Funai provoca audiências contra povos indígenas no STF

À pedido da PGR, Suprema Corte cancelou encontros virtuais que seriam realizados esta semana e colocariam em risco a saúde e a autonomia das comunidades

Ato em defesa dos direitos indígenas em frente ao STF em 2017. Foto: Apib
Ato em defesa dos direitos indígenas em frente ao STF em 2017 Foto: Apib

Está na Constituição Federal: é tarefa da União demarcar e proteger os territórios indígenas. Na prática, entretanto, as ações do governo federal têm ido na direção oposta. Mesmo em meio à pandemia, a Fundação Nacional do Índio (Funai) provocou uma série de audiências on-line no Supremo Tribunal Federal (STF) para debater reintegração de posse de fazendas situadas em terras indígenas em Dourados (Yvu Vera), Caarapó (Guapoy Guasu, Jeroky Guasu e Toro Passo ) e Aquidauana (Taunay Ipegue), no MS.
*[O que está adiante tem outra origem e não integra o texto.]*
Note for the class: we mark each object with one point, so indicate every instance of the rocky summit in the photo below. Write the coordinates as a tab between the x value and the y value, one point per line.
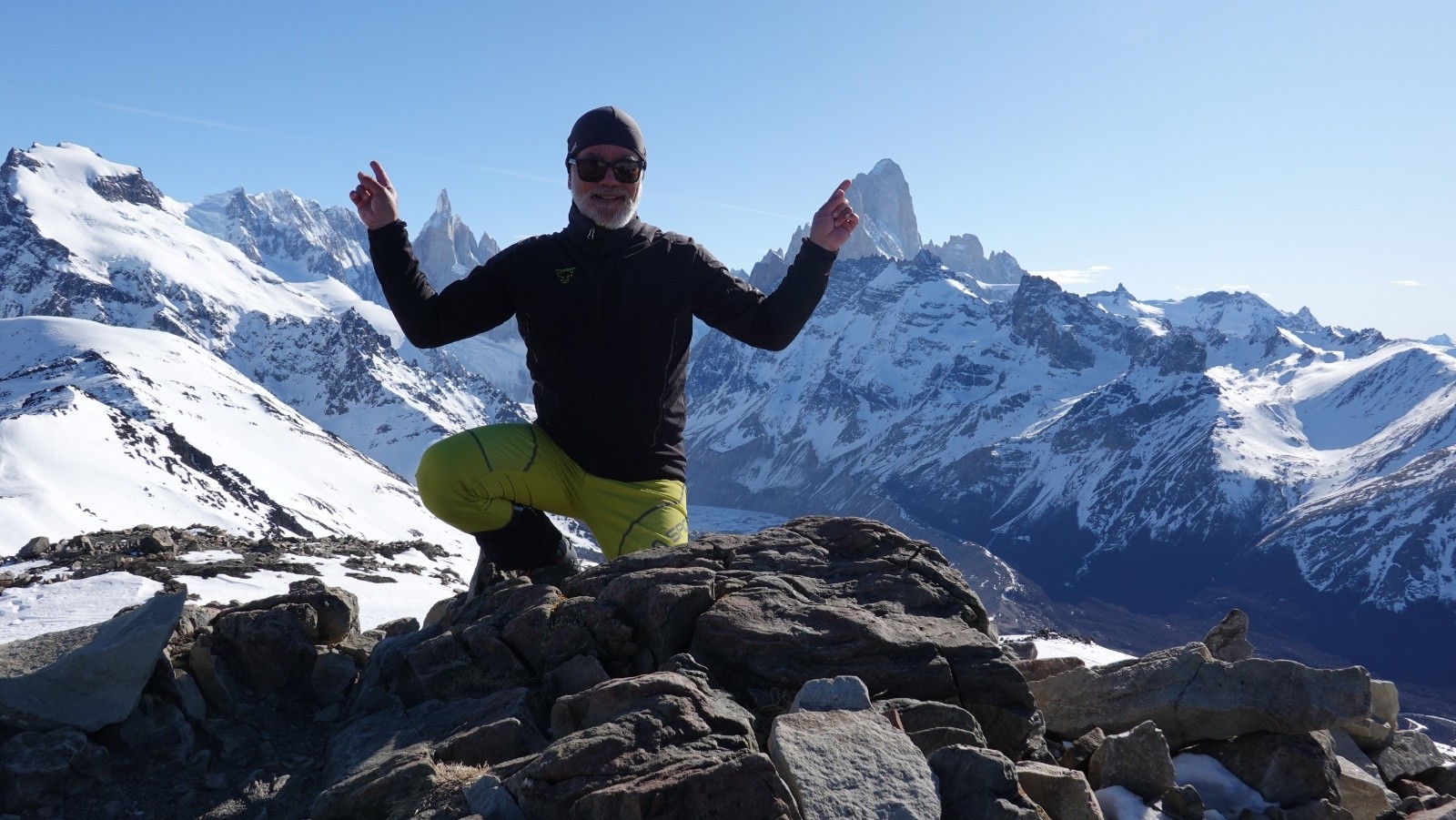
826	669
Os encontros virtuais estavam previstos para ocorrer nesta terça (24) e quarta-feira (25), com a participação de todas as partes envolvidas, mas foram cancelados nesta segunda-feira (24) – após solicitação da Procuradoria Geral da República (PGR). À pedido das comunidades, o Conselho Indigenista Missionário (Cimi) e a Articulação dos Povos Indígenas do Brasil também argumentaram – via documentos encaminhados ao STF – que as atividades contrariam os direitos dos povos. “Mesmo que fosse pela internet, os indígenas precisariam se deslocar e correr o risco de contaminação pela covid-19, pois não há conexão nas aldeias”, salienta Anderson Santos, assessor jurídico do Cimi.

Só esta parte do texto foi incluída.